As for how much time should be allocated for hiking Honey Creek, the National Park Service recommends an hour per mile (easy trails can usually be hiked in less than half that time). But the Independent Herald guided a group of non-hikers on Honey Creek Loop last fall, with the age of the oldest of the group ranging into the 70s, and the entire hike was completed in less than three hours.
From the trailhead, Honey Creek is best hiked in a counter-clockwise direction, by starting the hike on the opposite side of the road from where vehicles park. For a while, the trail meanders through upland hardwoods, then finally begins its descent into the Big South Fork gorge.
Hikers will find Echo Rock relatively early in the loop. From just the right spot, it seems as though you can actually hear the river flowing out of the rock. The boulder’s unique position on the side of the gorge causes a remarkable echo effect from the river tumbling over the rapids far below.
A short distance beyond Echo Rock, the trail splits. A left takes you up a steep ladder to the top of the plateau and to Honey Creek Overlook, which offers spectacular views of the BSF’s most famed whitewater section. A separate ladder leads back to the main trail, but hikers who are weary about the difficulty of the trail that remains ahead may choose to skip this smaller inner loop to the overlook.
The trail dips close to the river at one point before turning into the Honey Creek gorge. It follows the creek most of the rest of the way, offering hikers a true adventure that will require them to scramble over, through and underneath rock jumbles. The trail leads past huge rock houses, like Indian Rock House, past waterfalls like Boulder House Falls, a unique waterfall which literally tumbles through a house of boulders, and a number of other features before finally reaching the top of the plateau and returning to the parking lot through upland forest.

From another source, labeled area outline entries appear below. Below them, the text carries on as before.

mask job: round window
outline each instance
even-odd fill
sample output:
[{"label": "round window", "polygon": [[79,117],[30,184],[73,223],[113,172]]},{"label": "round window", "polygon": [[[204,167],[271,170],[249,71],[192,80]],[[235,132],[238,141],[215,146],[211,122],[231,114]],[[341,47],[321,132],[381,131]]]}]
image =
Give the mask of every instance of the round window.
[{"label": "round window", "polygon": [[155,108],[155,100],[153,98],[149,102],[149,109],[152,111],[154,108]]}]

Getting There: Take U.S. Hwy. 27 south from Oneida to the New River community. Turn right onto Old Hwy. 27 and follow the signs to Burnt Mill Bridge. Once at Burnt Mill Bridge, continue on Honey Creek Road to the first gravel road that turns right. The trailhead is located just off the main road. The trail begins on the opposite side of the road from the parking area.

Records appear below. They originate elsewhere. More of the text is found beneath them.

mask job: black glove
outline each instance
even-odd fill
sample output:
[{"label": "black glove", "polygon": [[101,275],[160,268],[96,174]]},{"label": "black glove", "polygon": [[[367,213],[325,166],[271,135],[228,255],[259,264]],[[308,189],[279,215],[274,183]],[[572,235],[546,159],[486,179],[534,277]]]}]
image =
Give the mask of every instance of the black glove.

Fun Fact: Before the Big South Fork NRRA was established, Honey Creek was a Bowater Pocket Wilderness Area. Today, Honey Creek is a 109-acre state natural area within the BSF. While the BSF is managed by the National Park Service, there are two state natural areas (the other being Twin Arches) within the national park, along with the Scott State Forest near Bandy Creek.
Look For: Within the Honey Creek Gorge section of the trail are arrows painted onto the rocks in reflective paint rather than traditional signs. These are among the trail blazes left over from when Honey Creek was a Bowater Pocket Wilderness in the 1960s and 1970s.
Be Careful For: There are a number of hazards along Honey Creek Loop, including steep ladders and steps, slippery rocks, stream crossings and areas that require short drops over boulders. Small children and dogs are not recommended for this hike, though school-age children can usually manage okay.
Share the Adventure: Tag your photos on Facebook and Instagram, #20WeekHikingChallenge, for an opportunity to win prizes (please be sure your post privacy is set to public in order to be eligible for a drawing; otherwise, we may not be able to see the pictures).
Remember To: Please remember to take your trash with you when you leave the trail, and consider packing out anyone else’s trash you might come across. Remember the adventurer’s creed: “Leave only footprints; take only memories.”